In Chrome, the crown defaults on tab-switching, but I found it more useful to send custom key presses: Page Up or Page Down, meaning that I could lazily scroll my way down long pages.
On the strength of Chrome and Photoshop alone, I think the crown seems pretty useful - unfortunately, I don’t regularly use any of the other currently supported apps. (And Logitech itself says the Craft doesn’t support Office on Mac yet).
My hope is that Logitech will open up an API - to enable either other app developers or hobbyists to code their own support in various apps. It’s easy to imagine how, for example, it could be ideal for scrubbing through footage in Final Cut Pro, or skipping about on Spotify. It certainly feels like it could be revolutionary - but it just needs more software support.
The crown isn’t the only trick the Craft has up its sleeve though. One of the coolest features is called “Easy Switch”. If you want to run two computers side by side and want to use the same keyboard (and the same Logitech mouse, which you’ll have to buy separately), you can simply install the Logitech Options software on your other machine, and it’ll then use your network connection to create what feels a little like a dual monitor setup: If you swish your mouse off of one screen it’ll appear on the other, and you do stuff on both.
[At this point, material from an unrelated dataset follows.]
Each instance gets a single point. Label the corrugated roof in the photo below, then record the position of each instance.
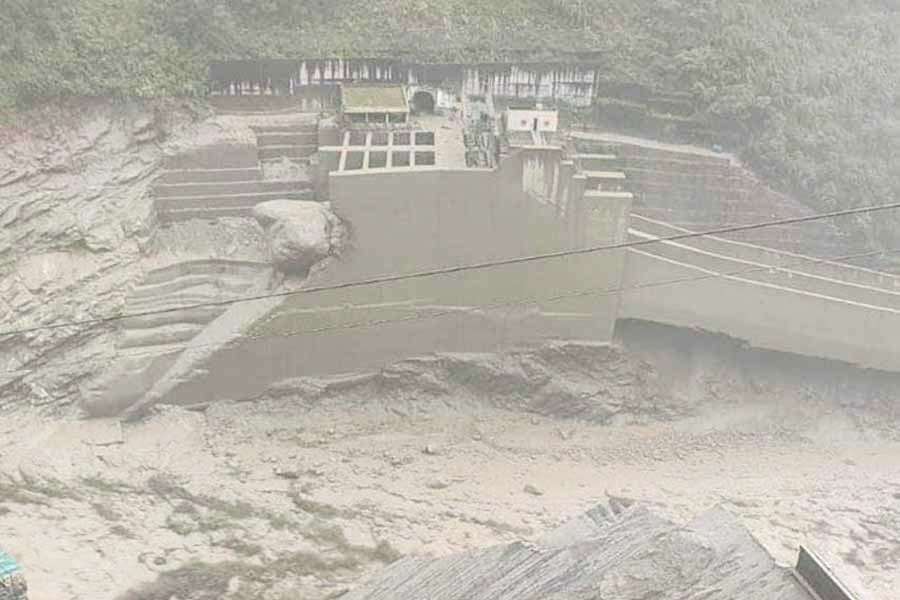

You can even drag and drop files between the two. Software has been around which can handle this for several years, but none have so far made it as easy as Logitech.
Ultimately, the Craft keyboard is a very decent option if you want something sitting on your desktop that looks nice and slick - and has lots of future potential. This isn’t cheap and ugly. It looks cool. Because Logitech… is cool.
The Craft keyboard is available now, for £119.